Montagne Ste Victoire

Mas provençal volets rouges, bouquets de lavandes, oliviers ici, là, criquets et cigales, soleil de plomb accroché au ciel azur, les enfants accroupis dans l’herbe cherchent des pignons, le bébé doucement accepte que je le porte, que je lui parle, il est plutôt agréable. Matins rudes - biberon à 6h30, quelques fois plus tôt encore, mais je m’y fais. Quant aux filles elles sont plus autonomes. Nous avons de longues discussions.

- Tu veux faire quoi plus tard ?
- Le mardi : professeur d’équitation ; les autres jours je serai maîtresse.

Elle voudrait bien aussi passer à la télé pour être connue, je lui dis qu’elle ferait mieux de faire du cinéma. Ah oui, répond-elle un peu déçue. Zoé rêve d’artifices / une grande maison avec piscine, une décapotable, comme papa et maman. En attendant elle s’ennuie, s’allonge dans le hamac, moue boudeuse, pantin désarticulé, ne sait déjà plus quoi faire. A son âge je trouvais mille idées, construisais des machines incroyables avec mes Lego, creusais la terre pour trouver des bestioles, arpentais les chemins de campagne à vélo, mille choses. Aujourd’hui Zoé s’ennuie. Elle a tout mais ne veut rien…

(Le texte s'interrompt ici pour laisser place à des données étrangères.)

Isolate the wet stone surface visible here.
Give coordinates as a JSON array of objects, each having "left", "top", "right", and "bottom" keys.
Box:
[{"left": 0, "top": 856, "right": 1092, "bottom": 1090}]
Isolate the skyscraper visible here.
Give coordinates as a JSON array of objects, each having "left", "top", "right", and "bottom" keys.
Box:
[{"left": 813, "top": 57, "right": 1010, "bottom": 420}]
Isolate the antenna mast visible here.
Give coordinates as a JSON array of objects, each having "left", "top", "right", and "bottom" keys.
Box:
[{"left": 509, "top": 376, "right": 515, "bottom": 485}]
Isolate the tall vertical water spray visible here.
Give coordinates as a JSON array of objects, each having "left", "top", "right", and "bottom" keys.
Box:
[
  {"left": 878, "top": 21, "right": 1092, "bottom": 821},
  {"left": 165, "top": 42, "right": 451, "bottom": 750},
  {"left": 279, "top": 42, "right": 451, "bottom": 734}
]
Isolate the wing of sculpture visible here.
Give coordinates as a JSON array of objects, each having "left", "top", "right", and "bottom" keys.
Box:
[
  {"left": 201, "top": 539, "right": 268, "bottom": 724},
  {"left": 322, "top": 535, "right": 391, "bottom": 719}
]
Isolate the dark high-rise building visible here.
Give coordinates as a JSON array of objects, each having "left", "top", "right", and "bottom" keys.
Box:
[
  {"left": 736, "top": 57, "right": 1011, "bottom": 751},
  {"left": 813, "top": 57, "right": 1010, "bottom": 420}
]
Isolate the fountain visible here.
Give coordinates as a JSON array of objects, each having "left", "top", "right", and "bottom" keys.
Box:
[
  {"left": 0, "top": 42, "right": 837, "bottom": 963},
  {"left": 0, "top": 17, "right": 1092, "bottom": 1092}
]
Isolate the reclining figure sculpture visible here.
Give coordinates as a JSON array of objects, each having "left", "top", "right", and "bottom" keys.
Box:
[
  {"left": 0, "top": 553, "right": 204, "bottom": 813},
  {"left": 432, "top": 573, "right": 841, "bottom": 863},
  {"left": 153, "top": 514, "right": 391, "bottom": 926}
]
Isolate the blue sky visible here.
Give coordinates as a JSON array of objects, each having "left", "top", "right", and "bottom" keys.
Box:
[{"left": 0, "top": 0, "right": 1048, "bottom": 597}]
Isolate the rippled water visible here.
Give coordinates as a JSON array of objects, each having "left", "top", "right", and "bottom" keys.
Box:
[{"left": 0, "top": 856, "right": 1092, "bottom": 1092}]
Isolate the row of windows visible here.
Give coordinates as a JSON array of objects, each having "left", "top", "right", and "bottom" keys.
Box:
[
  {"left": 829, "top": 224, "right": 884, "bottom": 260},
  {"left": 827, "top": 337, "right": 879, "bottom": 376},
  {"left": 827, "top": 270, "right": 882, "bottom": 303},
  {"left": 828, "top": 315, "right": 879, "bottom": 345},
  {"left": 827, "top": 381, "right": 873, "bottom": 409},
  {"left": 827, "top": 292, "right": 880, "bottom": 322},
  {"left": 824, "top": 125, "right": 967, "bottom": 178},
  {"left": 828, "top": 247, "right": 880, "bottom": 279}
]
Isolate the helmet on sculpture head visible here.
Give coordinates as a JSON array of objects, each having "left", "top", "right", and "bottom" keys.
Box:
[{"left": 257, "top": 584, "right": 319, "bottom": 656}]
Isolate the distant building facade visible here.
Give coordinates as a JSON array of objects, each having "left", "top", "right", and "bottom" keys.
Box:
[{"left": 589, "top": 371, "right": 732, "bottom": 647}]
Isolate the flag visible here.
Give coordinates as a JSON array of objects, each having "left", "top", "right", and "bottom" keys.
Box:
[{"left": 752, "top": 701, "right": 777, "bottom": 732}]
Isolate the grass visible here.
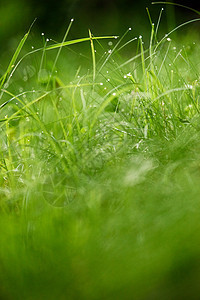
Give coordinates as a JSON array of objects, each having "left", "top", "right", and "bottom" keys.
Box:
[{"left": 0, "top": 10, "right": 200, "bottom": 300}]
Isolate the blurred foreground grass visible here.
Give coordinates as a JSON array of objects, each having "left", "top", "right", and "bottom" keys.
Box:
[{"left": 0, "top": 15, "right": 200, "bottom": 300}]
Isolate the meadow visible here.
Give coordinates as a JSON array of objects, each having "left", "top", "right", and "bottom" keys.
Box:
[{"left": 0, "top": 10, "right": 200, "bottom": 300}]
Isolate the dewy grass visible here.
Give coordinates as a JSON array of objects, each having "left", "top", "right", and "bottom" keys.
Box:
[{"left": 0, "top": 10, "right": 200, "bottom": 300}]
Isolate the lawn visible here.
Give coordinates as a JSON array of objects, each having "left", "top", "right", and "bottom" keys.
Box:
[{"left": 0, "top": 9, "right": 200, "bottom": 300}]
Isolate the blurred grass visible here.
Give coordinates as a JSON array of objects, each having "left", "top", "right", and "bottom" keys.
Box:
[{"left": 0, "top": 9, "right": 200, "bottom": 300}]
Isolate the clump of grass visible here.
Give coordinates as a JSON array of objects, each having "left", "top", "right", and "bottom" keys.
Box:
[{"left": 0, "top": 9, "right": 200, "bottom": 299}]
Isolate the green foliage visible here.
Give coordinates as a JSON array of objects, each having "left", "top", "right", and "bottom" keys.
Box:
[{"left": 0, "top": 13, "right": 200, "bottom": 300}]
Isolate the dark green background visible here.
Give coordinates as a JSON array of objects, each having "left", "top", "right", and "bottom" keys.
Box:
[{"left": 0, "top": 0, "right": 200, "bottom": 42}]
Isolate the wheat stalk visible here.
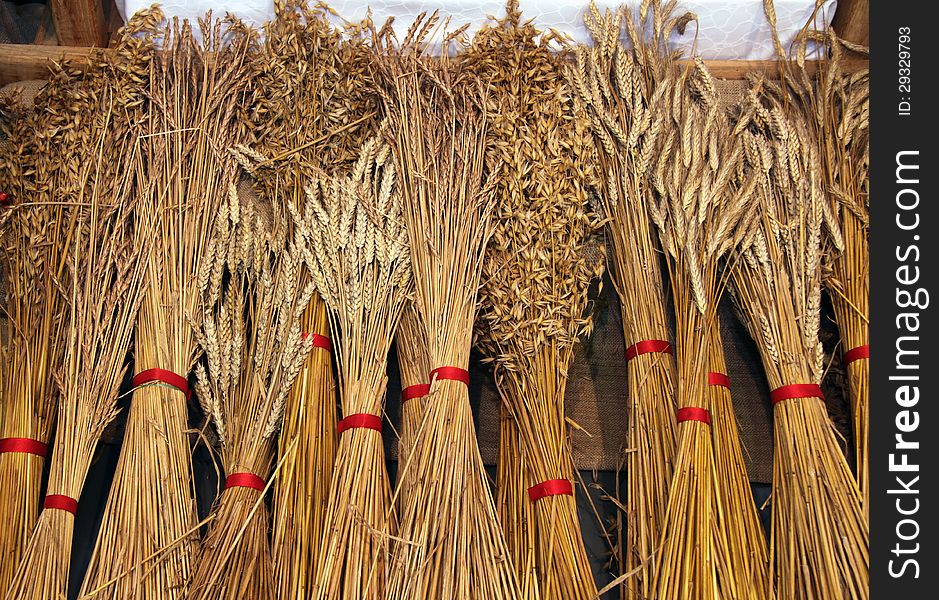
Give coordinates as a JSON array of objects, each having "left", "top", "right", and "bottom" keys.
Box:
[
  {"left": 187, "top": 185, "right": 314, "bottom": 600},
  {"left": 6, "top": 12, "right": 159, "bottom": 600},
  {"left": 732, "top": 80, "right": 869, "bottom": 598},
  {"left": 648, "top": 60, "right": 772, "bottom": 598}
]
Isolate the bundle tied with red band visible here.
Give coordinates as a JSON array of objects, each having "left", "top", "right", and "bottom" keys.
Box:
[
  {"left": 301, "top": 331, "right": 333, "bottom": 352},
  {"left": 528, "top": 479, "right": 574, "bottom": 502},
  {"left": 675, "top": 406, "right": 711, "bottom": 425},
  {"left": 42, "top": 494, "right": 78, "bottom": 515},
  {"left": 428, "top": 367, "right": 469, "bottom": 384},
  {"left": 842, "top": 344, "right": 871, "bottom": 365},
  {"left": 626, "top": 340, "right": 672, "bottom": 360},
  {"left": 336, "top": 413, "right": 381, "bottom": 433},
  {"left": 0, "top": 438, "right": 49, "bottom": 458},
  {"left": 401, "top": 383, "right": 430, "bottom": 403},
  {"left": 225, "top": 471, "right": 267, "bottom": 492},
  {"left": 133, "top": 369, "right": 192, "bottom": 400}
]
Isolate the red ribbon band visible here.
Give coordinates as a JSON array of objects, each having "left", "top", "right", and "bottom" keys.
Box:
[
  {"left": 769, "top": 383, "right": 825, "bottom": 405},
  {"left": 0, "top": 438, "right": 49, "bottom": 458},
  {"left": 134, "top": 369, "right": 192, "bottom": 400},
  {"left": 676, "top": 406, "right": 711, "bottom": 425},
  {"left": 626, "top": 340, "right": 672, "bottom": 360},
  {"left": 225, "top": 472, "right": 266, "bottom": 492},
  {"left": 336, "top": 413, "right": 381, "bottom": 433},
  {"left": 528, "top": 479, "right": 574, "bottom": 502},
  {"left": 430, "top": 367, "right": 469, "bottom": 386},
  {"left": 301, "top": 331, "right": 333, "bottom": 352},
  {"left": 708, "top": 371, "right": 730, "bottom": 390},
  {"left": 844, "top": 344, "right": 871, "bottom": 365},
  {"left": 42, "top": 494, "right": 78, "bottom": 515},
  {"left": 401, "top": 383, "right": 430, "bottom": 403}
]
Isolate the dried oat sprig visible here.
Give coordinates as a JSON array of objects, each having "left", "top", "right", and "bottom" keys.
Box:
[
  {"left": 187, "top": 185, "right": 314, "bottom": 600},
  {"left": 461, "top": 2, "right": 603, "bottom": 600},
  {"left": 290, "top": 138, "right": 413, "bottom": 599},
  {"left": 82, "top": 18, "right": 254, "bottom": 600},
  {"left": 732, "top": 80, "right": 869, "bottom": 598}
]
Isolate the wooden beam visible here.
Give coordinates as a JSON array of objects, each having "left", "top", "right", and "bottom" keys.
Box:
[
  {"left": 49, "top": 0, "right": 108, "bottom": 48},
  {"left": 831, "top": 0, "right": 871, "bottom": 46},
  {"left": 0, "top": 44, "right": 868, "bottom": 85}
]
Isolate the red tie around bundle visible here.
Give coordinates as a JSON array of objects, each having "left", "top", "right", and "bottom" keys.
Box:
[
  {"left": 0, "top": 438, "right": 49, "bottom": 458},
  {"left": 430, "top": 367, "right": 469, "bottom": 386},
  {"left": 675, "top": 406, "right": 711, "bottom": 425},
  {"left": 708, "top": 371, "right": 730, "bottom": 390},
  {"left": 301, "top": 331, "right": 333, "bottom": 352},
  {"left": 134, "top": 369, "right": 192, "bottom": 400},
  {"left": 401, "top": 383, "right": 430, "bottom": 403},
  {"left": 42, "top": 494, "right": 78, "bottom": 515},
  {"left": 336, "top": 413, "right": 381, "bottom": 433},
  {"left": 769, "top": 383, "right": 825, "bottom": 405},
  {"left": 626, "top": 340, "right": 672, "bottom": 360},
  {"left": 844, "top": 344, "right": 871, "bottom": 365},
  {"left": 225, "top": 472, "right": 266, "bottom": 492},
  {"left": 528, "top": 479, "right": 574, "bottom": 502}
]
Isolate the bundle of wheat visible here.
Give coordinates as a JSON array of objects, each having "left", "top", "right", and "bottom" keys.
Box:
[
  {"left": 568, "top": 1, "right": 686, "bottom": 598},
  {"left": 783, "top": 19, "right": 870, "bottom": 517},
  {"left": 395, "top": 302, "right": 430, "bottom": 506},
  {"left": 648, "top": 60, "right": 771, "bottom": 598},
  {"left": 82, "top": 20, "right": 251, "bottom": 598},
  {"left": 732, "top": 81, "right": 869, "bottom": 598},
  {"left": 242, "top": 0, "right": 381, "bottom": 599},
  {"left": 0, "top": 48, "right": 89, "bottom": 590},
  {"left": 381, "top": 14, "right": 518, "bottom": 600},
  {"left": 461, "top": 1, "right": 603, "bottom": 599},
  {"left": 291, "top": 139, "right": 413, "bottom": 599},
  {"left": 187, "top": 185, "right": 315, "bottom": 600},
  {"left": 6, "top": 12, "right": 159, "bottom": 600}
]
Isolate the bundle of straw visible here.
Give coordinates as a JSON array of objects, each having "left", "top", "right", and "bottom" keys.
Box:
[
  {"left": 569, "top": 1, "right": 684, "bottom": 598},
  {"left": 6, "top": 13, "right": 158, "bottom": 600},
  {"left": 82, "top": 20, "right": 258, "bottom": 599},
  {"left": 496, "top": 401, "right": 540, "bottom": 600},
  {"left": 186, "top": 190, "right": 314, "bottom": 600},
  {"left": 395, "top": 302, "right": 430, "bottom": 506},
  {"left": 783, "top": 25, "right": 870, "bottom": 517},
  {"left": 462, "top": 1, "right": 603, "bottom": 599},
  {"left": 648, "top": 60, "right": 771, "bottom": 598},
  {"left": 0, "top": 49, "right": 90, "bottom": 590},
  {"left": 381, "top": 14, "right": 518, "bottom": 599},
  {"left": 732, "top": 81, "right": 869, "bottom": 598},
  {"left": 244, "top": 0, "right": 381, "bottom": 599},
  {"left": 292, "top": 139, "right": 413, "bottom": 599}
]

Embrasser le ciel et la terre

Voile doré du soir, nuit noires piquées d’étoiles, mais où est Cassiopée ? escaliers en pierre, terre brune, les grosses fourmis d’ébène qui cavalent, accrochant au bout de leur mandibules des miettes et des morceaux d’insectes, sommeil agité, perles de sueur, les pieds nus sur les cailloux, même pas mal, m’évader, le long du chemin, le bébé posé sur ma hanche droite, ses cheveux blonds et fins dans le vent, ses grands yeux bleus qui découvrent l’espace, son sourire si pur, s’arrêter un instant, regarder les nuages, respirer profondément, et puis repartir, en avant toute.


Quand le vent se lève

mistral (magistral), nuages poussiéreux et puis orage apocalyptique la nuit éclate, électrique, ciel stroboscopique et puis ça gronde, ça gronde, la chambre s’éclaire sans cesse la pluie s’abat sur la montagne Ste Victoire, juste là, au dessus de nous, éclairs lumière descendent sur terre, c’est la victoire du blanc sur le noir la maison tremble déluge, et la petite Emma, agrippée à son doudou sale, dort d’un sommeil profond, elle est bien loin de tout ça, au pays des rêves peut-être qu’il pleut aussi mais ça ne s’entend pas, Emma rêve en silence quand les éléments se déchaînent.